EGG CURRY

This de­li­ciously fra­grant curry is quick and easy to make – ideal for a week­night sup­per.

DRUM - - Food -

SERVES 3-4 PREPA­RA­TION: 5 MIN COOK­ING: 12-15 MIN

30ml (2T) oil

1 onion, chopped

2 car­damom pods

1 can (400g) tomato and onion mix 5ml (1t) turmeric pow­der

15ml (1T) roasted masala

15ml (1T) ground cumin

2 gar­lic cloves, crushed

10cm fresh gin­ger, grated

1 sa­chet (60g) tomato paste

375ml (1½c) frozen peas

4 eggs, boiled salt

TO SERVE

large hand­ful of fresh co­rian­der, chopped

ro­tis OR bas­mati rice

1 Heat the oil in a pan or saucepan and fry the onion and car­damom pods un­til the onion is soft.

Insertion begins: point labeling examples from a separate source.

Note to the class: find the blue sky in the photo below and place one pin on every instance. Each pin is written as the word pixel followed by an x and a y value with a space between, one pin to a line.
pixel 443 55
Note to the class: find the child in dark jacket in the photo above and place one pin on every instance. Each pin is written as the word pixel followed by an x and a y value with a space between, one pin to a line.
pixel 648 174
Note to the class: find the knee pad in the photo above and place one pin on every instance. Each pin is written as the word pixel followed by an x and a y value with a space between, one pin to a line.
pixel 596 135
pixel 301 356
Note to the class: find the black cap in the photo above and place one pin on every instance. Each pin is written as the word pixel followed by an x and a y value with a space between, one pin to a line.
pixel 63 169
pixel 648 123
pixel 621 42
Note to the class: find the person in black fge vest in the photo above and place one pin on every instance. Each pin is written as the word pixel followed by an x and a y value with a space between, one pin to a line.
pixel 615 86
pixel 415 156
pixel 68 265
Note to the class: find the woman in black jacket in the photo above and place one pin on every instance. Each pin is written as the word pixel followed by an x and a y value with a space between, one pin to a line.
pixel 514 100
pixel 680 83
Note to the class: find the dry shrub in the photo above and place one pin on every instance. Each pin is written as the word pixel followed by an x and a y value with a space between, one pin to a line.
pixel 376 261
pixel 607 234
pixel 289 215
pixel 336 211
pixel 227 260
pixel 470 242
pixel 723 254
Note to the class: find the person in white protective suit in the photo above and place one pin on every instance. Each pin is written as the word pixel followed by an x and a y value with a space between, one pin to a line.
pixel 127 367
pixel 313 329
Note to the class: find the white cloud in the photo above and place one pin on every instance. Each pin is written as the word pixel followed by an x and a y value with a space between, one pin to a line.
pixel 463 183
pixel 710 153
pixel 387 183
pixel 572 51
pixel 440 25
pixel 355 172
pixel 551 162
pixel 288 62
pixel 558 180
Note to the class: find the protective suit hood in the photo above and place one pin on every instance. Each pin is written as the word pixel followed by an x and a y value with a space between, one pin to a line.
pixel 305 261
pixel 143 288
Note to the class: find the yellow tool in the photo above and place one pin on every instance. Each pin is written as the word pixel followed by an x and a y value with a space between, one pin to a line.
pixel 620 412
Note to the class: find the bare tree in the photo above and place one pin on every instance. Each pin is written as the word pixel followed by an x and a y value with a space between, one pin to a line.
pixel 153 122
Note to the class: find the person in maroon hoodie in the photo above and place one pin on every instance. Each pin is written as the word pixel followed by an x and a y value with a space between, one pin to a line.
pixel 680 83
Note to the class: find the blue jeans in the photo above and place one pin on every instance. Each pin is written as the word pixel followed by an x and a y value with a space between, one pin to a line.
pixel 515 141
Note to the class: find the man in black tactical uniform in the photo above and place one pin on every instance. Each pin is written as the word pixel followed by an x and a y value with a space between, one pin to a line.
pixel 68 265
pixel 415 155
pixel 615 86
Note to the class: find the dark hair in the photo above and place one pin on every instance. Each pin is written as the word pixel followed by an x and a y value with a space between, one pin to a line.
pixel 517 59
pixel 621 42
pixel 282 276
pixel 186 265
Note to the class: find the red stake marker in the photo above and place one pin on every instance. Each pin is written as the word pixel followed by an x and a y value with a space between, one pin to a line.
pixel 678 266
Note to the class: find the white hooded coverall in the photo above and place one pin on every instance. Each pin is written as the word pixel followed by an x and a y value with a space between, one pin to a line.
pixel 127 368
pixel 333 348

2 Add the tomato and onion mix, spices, gar­lic, gin­ger and tomato paste and heat for 5-7 min­utes or un­til soft and fra­grant.

3 Add the peas and eggs and cook for about 5 min­utes or un­til heated through.

4 To serve Sprin­kle the co­rian­der over and serve with ro­tis or ­bas­mati rice.